Era 3 de fevereiro de 1953 quando arredor de mil pessoas foram assassinadas pelos colonos na praia de Fernão Dias e noutros lugares da ilha de São Tomé. A poeta são-tomense Alda do Espírito Santo descreveu assim o massacre de Batepá:

O sangue caindo em gotas na terra
homens morrendo no mato
e o sangue caindo, caindo…
Fernão Dias para sempre na história
da Ilha Verde, rubra de sangue,
dos homens tombados
na arena imensa do cais.

A imensa ‘arena’ traz o recordo lostregante das touradas de galegos trabalhando os secos campos castelhanos, cantando alalás, única água daquelas fontes. E dos galegos poderosos, endo-colonialistas na própria terra.

Para vós, carrascos,
o perdão não tem nome.

Como sonhava a poeta no mormaço tropical dessa terra de África, agora crianças novas brincam na areia desenhando a senda de todos os destinos.

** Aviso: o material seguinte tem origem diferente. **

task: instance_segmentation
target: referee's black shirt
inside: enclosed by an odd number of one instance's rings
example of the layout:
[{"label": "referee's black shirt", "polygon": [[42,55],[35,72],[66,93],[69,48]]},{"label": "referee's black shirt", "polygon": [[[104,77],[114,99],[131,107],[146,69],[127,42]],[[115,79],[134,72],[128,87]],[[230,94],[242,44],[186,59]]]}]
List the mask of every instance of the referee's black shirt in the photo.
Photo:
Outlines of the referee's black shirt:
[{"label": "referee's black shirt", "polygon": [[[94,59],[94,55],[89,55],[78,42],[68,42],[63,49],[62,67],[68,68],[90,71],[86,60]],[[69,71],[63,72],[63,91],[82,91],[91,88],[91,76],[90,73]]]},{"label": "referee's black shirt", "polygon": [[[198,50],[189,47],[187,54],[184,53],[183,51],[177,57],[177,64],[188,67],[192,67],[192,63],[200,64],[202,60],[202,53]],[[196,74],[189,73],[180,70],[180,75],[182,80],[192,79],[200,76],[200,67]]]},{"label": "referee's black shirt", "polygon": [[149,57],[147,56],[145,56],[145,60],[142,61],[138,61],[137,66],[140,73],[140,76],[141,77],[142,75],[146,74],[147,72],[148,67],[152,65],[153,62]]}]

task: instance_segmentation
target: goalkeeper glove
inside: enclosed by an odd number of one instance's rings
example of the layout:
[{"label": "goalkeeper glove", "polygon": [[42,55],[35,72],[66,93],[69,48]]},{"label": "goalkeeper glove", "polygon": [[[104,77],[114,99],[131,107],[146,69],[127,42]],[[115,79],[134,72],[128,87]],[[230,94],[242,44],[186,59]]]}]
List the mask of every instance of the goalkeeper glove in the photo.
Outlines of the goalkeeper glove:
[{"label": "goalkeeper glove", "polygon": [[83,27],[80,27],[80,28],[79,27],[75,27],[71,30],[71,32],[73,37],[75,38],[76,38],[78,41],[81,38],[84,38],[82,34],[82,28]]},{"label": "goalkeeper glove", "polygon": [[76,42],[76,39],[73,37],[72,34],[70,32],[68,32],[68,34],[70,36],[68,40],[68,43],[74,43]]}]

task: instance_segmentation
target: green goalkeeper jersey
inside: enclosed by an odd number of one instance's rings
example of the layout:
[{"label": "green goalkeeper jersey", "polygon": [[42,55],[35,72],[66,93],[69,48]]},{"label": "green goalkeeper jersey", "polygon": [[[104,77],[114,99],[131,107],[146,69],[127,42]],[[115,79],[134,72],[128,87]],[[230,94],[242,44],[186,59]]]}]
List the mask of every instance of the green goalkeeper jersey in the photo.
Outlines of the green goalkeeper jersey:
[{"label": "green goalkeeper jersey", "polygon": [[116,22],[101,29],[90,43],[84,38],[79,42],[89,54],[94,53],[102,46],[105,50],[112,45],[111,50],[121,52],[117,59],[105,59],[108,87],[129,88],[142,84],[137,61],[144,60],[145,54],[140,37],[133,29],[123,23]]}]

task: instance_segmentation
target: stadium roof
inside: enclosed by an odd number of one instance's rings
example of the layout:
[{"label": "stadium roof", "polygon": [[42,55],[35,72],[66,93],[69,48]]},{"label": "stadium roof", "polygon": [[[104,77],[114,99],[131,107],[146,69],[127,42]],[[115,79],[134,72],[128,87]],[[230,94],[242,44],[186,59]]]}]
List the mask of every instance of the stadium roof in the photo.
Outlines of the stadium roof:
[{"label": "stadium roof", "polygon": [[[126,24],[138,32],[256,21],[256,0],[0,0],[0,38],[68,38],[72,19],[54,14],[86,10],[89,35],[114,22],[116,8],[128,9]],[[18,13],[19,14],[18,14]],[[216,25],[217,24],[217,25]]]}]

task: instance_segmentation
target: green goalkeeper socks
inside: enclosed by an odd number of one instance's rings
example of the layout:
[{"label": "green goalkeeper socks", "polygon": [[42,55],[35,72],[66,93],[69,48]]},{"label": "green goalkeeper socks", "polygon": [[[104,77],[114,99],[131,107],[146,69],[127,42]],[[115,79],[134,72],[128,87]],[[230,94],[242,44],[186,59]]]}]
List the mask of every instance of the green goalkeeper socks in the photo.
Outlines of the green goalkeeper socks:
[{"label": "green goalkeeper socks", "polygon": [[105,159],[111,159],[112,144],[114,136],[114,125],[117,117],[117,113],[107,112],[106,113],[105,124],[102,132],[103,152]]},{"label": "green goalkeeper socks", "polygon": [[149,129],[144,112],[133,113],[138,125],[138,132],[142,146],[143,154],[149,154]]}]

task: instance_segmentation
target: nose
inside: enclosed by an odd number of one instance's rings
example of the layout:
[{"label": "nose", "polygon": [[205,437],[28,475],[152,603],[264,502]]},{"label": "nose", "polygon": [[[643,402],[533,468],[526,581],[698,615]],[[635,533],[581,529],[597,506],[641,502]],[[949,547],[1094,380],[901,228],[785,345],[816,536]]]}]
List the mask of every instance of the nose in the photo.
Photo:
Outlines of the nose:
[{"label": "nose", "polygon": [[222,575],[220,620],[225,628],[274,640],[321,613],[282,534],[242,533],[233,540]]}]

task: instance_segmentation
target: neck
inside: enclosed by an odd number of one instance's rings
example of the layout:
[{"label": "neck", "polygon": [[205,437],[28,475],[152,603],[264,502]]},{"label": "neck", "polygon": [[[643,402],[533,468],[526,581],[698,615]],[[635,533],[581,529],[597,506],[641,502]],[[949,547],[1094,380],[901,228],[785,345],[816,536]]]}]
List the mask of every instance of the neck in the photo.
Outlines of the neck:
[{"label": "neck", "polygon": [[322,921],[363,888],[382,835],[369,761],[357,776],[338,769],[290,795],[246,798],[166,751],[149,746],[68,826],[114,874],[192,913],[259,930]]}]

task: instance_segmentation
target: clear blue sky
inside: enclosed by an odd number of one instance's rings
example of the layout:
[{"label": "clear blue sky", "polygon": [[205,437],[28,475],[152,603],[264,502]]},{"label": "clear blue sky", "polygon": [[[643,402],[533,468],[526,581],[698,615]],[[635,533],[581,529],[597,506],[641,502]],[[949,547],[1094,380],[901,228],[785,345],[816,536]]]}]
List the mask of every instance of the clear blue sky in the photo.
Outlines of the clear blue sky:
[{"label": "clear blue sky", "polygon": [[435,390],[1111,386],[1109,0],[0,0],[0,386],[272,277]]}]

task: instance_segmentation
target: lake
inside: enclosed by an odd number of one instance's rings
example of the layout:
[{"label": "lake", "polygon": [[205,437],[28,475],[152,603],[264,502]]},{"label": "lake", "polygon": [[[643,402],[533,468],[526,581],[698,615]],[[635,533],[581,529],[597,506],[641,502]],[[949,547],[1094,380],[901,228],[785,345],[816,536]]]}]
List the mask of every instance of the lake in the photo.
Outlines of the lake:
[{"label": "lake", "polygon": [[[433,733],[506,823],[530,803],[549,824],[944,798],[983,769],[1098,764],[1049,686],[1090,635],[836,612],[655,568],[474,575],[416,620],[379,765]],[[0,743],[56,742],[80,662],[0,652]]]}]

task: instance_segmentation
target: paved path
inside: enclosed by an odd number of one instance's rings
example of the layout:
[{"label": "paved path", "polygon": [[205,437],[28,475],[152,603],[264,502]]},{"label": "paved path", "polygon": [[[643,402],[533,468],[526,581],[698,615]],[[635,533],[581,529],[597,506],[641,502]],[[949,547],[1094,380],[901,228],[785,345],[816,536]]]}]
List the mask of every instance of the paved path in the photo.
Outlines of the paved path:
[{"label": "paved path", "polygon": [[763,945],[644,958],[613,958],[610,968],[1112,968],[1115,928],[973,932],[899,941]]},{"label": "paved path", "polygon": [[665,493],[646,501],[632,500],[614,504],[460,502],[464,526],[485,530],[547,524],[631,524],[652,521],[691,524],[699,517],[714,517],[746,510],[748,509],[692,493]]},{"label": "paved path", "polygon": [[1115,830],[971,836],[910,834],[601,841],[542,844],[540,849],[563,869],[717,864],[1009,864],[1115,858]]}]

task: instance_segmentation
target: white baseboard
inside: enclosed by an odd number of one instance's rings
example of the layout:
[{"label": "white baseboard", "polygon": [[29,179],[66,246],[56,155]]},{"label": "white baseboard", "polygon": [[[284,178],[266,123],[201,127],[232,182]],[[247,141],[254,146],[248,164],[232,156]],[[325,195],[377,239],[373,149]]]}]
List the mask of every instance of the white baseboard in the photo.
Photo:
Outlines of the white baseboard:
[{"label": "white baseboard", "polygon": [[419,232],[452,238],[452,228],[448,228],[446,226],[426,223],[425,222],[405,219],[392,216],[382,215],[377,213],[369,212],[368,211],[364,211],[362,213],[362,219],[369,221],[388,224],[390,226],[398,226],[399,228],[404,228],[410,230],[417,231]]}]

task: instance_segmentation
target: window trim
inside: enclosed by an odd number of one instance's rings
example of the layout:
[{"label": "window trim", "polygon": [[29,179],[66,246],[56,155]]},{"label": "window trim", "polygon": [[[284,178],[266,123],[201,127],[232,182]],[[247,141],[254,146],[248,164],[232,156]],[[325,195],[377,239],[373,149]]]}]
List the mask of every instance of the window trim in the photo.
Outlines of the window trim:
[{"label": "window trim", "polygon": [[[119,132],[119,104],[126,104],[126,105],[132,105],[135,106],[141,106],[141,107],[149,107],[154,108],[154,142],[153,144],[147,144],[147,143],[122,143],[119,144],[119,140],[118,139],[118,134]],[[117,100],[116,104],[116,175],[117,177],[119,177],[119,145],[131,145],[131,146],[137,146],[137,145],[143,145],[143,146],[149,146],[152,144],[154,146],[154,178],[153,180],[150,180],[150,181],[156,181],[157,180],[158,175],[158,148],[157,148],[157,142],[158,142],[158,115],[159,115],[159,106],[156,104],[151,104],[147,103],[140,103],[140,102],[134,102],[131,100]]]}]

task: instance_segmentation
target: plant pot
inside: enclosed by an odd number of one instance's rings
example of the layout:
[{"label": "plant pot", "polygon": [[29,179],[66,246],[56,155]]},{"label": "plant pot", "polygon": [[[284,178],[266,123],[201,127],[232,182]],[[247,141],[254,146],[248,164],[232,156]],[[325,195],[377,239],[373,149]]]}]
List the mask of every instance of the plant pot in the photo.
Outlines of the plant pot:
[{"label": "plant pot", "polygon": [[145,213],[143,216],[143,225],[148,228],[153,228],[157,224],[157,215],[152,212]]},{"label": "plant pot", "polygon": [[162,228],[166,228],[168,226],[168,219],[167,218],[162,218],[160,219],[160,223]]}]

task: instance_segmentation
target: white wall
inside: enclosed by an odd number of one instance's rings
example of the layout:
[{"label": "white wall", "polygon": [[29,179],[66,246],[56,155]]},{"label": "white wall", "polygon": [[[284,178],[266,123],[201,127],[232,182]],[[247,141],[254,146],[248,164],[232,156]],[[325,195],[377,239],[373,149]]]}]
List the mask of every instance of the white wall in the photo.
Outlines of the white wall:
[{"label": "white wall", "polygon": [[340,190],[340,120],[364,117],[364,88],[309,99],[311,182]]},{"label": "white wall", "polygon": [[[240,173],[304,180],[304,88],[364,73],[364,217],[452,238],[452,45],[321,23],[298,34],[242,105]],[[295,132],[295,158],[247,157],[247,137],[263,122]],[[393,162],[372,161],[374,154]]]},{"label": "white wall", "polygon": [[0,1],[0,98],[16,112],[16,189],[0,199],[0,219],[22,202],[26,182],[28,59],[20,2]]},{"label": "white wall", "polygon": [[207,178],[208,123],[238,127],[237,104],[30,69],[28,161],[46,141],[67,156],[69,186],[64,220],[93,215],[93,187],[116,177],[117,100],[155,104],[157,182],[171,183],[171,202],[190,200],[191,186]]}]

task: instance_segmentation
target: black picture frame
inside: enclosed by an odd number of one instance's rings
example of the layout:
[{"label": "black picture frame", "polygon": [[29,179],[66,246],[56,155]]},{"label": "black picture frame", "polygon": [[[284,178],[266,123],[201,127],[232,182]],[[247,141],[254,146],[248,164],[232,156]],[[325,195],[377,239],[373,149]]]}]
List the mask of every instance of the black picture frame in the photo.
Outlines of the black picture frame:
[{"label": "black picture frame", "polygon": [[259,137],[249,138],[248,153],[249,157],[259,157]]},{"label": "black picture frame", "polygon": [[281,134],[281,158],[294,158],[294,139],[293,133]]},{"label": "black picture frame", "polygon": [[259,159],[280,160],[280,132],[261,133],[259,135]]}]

Mas ainda outra poeta principense, Maria Manuela Margarido, nos alertava:

É preciso não perder
de vista as crianças que brincam:
a cobra preta passeia fardada
à porta das nossas casas.

Em São Tomé e Príncipe mudaram os tempos, mas em Portugal mudaram as vontades? Neste Finisterrae galego, porto cêntrico, onde a angústia da revolta atravessa o pensamento, ainda os berros ecoam não somente daquele infausto dia, mas de todos os dias em que as pessoas, aqui e ali, foram torturadas pelo terrorismo do poder.

Alto sonho, alto
como o coqueiro na borda do mar

Como com as vítimas da ditadura espanhola, cumpre o restauro das maldades infligidas e nunca cicatrizadas. E nos dias de hoje, em que as independentistas galegas sofrem sequestro e acosso, é preciso invocar a África e berrar: Não permitiremos outro Batepá! Queremos o alto sonho, alto como o pinheiro na borda do mar.